Menjadi relawan adalah impian gadis berjilbab rapat kelahiran Bogor Jawa Barat ini. Di usianya yang belum genap dua puluh empat tahun, sosok murah senyum ini berbagi pengalaman tentang perjuangannya menghadapi ketakutan terhadap Islam di negeri Panser, Jerman.
Gadis yang sudah melahirkan dua karya dalam bentuk buku ini memulai debutnya sebagai relawan di Dunningen, Jerman bagian selatan. Sosok yang antusias mempelajari ihwal anak-anak difabel ini mendapatkan amanah mengurus sembilan anak di sebuah rumah yang disebut homestay.
Di antara karakter masyarakat Jerman yang berbeda dengan kultur di Indonesia, berdasarkan penuturan pemilik akun twitter @nadhiraarini ini, orang Jerman terbiasa dengan sikap terbuka. Ia pun kerap mengalami kebingungan ketika salah satu anak yang diurusnya berkeluh kesah.
“Nadhira,” keluh salah satu anak difabel itu, “teman saya yang menderita penyakit serupa dengan saya meninggal di usia enam belas tahun.” Lanjutnya membuat gadis shalihah ini terdiam, “Sekarang, umur saya empat belas tahun. Dua tahun lagi saya akan meninggal dunia.”
Persoalan lain yang harus dihadapi adalah kecurigaan masyarakat sekitar karena kampanye anti-Islam yang memang mengemuka. “Saya,” akunya sebagaimana dimuat dalam Dialog Jumat Republika (22/1), “diminta melepas kerudung. Saya juga diminta tidak usah mendirikan shalat.”
Beruntung, karena mendapatkan bekal Islam yang cukup dari keluarga dan lingkungannya semasa di Indonesia, ia mampu menepis anggapan buruk masyarakat di sekitar tempat tinggalnya. Dia menampilkan wajah Islam yang santun, baik, dan prestatif.
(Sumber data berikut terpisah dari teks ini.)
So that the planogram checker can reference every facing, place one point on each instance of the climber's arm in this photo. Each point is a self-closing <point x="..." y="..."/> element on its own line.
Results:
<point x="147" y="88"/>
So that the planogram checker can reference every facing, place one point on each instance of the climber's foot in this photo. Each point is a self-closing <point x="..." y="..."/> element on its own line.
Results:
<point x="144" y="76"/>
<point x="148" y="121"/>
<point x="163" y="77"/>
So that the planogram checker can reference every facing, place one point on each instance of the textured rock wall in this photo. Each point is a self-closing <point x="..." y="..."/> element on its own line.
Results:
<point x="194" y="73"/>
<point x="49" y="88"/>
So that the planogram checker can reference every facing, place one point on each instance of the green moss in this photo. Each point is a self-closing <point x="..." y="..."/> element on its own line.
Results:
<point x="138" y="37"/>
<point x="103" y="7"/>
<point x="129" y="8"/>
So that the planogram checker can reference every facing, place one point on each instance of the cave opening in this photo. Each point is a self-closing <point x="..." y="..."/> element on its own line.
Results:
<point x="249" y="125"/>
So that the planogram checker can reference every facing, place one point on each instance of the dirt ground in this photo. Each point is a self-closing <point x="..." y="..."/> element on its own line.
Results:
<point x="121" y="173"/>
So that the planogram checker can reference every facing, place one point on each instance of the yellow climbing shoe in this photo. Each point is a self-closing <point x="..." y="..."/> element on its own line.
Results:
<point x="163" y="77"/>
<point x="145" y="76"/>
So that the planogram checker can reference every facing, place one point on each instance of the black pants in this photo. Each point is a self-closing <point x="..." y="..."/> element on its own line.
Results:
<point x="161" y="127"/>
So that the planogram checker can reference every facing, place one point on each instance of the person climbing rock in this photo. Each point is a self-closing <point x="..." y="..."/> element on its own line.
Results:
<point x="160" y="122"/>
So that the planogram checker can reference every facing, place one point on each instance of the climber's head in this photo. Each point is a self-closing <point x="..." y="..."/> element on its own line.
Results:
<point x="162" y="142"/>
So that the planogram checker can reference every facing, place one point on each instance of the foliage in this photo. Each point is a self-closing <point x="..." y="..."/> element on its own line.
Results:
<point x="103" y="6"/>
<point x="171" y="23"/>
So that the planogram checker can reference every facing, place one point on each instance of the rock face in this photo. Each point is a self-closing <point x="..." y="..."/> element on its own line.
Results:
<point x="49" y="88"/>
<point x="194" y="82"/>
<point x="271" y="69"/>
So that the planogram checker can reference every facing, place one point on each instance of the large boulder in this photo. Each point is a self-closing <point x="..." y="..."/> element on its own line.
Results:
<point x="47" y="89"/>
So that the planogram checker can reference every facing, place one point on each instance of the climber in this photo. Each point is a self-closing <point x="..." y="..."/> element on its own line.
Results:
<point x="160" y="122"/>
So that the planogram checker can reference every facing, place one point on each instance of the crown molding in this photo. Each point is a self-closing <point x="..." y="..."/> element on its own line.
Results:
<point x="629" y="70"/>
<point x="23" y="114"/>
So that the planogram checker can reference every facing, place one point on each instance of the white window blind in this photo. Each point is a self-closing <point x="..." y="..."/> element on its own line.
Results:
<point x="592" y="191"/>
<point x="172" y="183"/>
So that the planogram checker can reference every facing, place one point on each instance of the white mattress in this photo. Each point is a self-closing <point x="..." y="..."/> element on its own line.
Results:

“Saya jelaskan,” lanjutnya menuturkan, “untuk urusan kerudung adalah kewajiban saya sebagai Muslimah. Sedangkan shalat, tidak memakan waktu lama. Dan itu bisa dikondisikan.” Seiring berjalannya waktu dan masyarakat melihat perangai mengagumkan dari sosok Muslimah ini, mereka pun bisa menerima dengan baik.
Sebagai rangkaian curiga yang didapati di Dunningen itu, gadis bernama lengkap Nadhira Arini ini menuturkan, “Banyak yang memandang sinis. Bahkan, duduk di samping saya saja tidak ada yang mau.”
Sebagai bentuk komitmennya terhadap Islam, Muslimah yang pada 26 Maret 2016 esok genap berusia 24 tahun ini juga menyampaikan kepada penanggungjawab tempat tinggalnya agar tidak menyediakan daging babi dan alkohol.
Atas doa dan kerja kerasnya, Dhira diberi nikmat menjajaki pengalaman lain. Di daerah Hannover Jerman bagian utara. Ia bisa lebih leluasa berIslam karena di daerah tersebut sudah banyak dihuni warga negara asal Turki.
Sebuah pengalaman yang mengagumkan. Perjuangan yang tak mudah.